RBS takes down its interest in Citizens by 50%, aims to raise $3 billion

British financial giant Royal Bank of Scotland Group plc (LON:RBS) nestles among London’s huge global banks, and is one of the largest in the world despite its catastrophic failure in 2008 as a result of Former CEO Fred Goodwin’s failed mergers and acquisitions campaign which resulted in the bank’s operations becoming the concern of the British taxpayer.

The firm’s interests in other companies has been largely British or European, pre and post collapse, however the firm does maintain a substantial interest in North American bank, Citizens Financial Group Inc (NYSE:CFG), which the firm purchased under Mr. Goodwin’s aggressive expansion in 2004.

Today, it has been announced in a report by the Daily Mail’s This is Money that RBS has divested, taking its stake in the company down to just 50%, reinforcing the company’s focus on London.

The bank expects to raise $3 billion as a result of the sale of 115 million shares plus a potential 17.25 million shares in an over-allotment option.

Following the effective nationalization of RBS in 2008, speculation arose as to whether RBS would retain Citizens Bank. In 2012, public pressure in the United Kingdom grew for RBS to focus on its home market and sell foreign assets, including Citizens Bank, in order for UK taxpayers to earn their money back, especially in the aftermath of the less than dignified exit from the firm of Mr. Goodwin, whose pension entitlement, represented by a notional fund of £8 million, was doubled, to a notional fund of £16 million or more, because under the terms of the scheme he was entitled to receive, at age 50, benefits which would otherwise have been available to him only if he had worked until age 60.

This move was met with public disdain as the bank’s debts were transferred to the taxpayer and Mr. Goodwin unapologetically doubled his pension, and  the treasury minister of the time, Lord Myners had indicated to RBS that there should be “no reward for failure.”

Like many British financial giants which faced vast toxic debt in the 2008/2009 financial crisis, RBS’ woes did not stop when the nationalization and installation of new management took place, as the bank sustained loss of £3.5 billion in 2014, which is the seventh consecutive year of losses, and said this partly came after it had to write down the value of Citizens by £4 billion as it paid too much when it acquired it in 1988.

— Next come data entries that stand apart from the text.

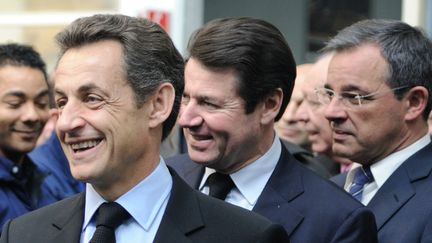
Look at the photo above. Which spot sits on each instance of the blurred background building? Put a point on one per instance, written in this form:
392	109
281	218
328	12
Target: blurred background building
306	24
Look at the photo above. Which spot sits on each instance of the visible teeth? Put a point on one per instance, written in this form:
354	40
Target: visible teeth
84	145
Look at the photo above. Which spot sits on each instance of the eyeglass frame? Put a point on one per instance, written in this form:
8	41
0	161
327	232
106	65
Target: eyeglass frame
347	100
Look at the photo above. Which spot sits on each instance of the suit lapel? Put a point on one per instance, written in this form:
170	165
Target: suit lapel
284	185
66	226
182	214
398	188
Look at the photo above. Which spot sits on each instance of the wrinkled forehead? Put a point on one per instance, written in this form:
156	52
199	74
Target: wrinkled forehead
357	68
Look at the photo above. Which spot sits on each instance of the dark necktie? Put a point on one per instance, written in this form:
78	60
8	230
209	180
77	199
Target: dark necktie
109	216
362	176
219	185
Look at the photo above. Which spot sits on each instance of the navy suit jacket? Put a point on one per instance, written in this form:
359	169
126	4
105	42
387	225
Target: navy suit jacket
403	205
311	209
190	217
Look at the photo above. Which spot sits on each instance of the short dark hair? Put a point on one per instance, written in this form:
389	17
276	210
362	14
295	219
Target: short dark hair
150	57
21	55
255	49
406	49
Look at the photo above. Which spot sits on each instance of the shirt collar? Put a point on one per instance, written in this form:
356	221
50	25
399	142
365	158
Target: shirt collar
384	168
142	202
251	179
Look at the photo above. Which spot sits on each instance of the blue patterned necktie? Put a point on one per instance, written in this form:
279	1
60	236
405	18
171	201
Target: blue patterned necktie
109	216
362	176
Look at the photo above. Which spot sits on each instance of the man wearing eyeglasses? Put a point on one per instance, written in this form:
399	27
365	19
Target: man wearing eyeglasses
377	97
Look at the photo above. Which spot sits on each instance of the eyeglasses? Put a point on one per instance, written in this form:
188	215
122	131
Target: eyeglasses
348	98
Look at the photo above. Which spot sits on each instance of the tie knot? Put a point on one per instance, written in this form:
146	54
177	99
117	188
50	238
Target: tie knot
111	215
362	176
219	185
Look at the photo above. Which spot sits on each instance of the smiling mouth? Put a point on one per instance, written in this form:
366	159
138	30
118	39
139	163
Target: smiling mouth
82	146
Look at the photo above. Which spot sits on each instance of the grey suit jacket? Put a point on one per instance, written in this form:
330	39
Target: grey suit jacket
189	217
403	205
311	209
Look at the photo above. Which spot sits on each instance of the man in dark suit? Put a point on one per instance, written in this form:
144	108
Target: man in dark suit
118	85
238	79
378	97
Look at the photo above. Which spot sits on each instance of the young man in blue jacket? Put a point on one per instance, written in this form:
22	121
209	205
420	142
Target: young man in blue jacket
24	98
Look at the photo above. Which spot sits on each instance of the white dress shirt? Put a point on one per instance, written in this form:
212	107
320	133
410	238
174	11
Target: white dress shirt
250	180
384	168
146	203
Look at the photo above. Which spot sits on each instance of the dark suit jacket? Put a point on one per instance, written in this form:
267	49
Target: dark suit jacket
311	209
189	217
403	205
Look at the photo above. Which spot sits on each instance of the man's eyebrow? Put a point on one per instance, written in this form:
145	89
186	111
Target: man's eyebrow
82	89
16	93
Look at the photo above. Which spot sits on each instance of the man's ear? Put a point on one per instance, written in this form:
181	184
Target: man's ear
161	104
416	100
271	106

Regulatory fines for its part in the global FX rate rigging case did not help, as the bank was one of six major institutions which were collectively fined $4.3 billion, approximately half a billion dollars of which was attributable to RBS by Swiss, US and British regulators, with several class action lawsuits still pending.

The retraction from overseas markets for RBS has not been confined to this divestment from America’s Citizens Financial Group, as the bank has decided to remove its presence from several European countries as well as the Middle East and Asia, resulting in 19,000 redundancies, the same number of potential redundancies that compatriot and rival Barclays looked to let go last summer.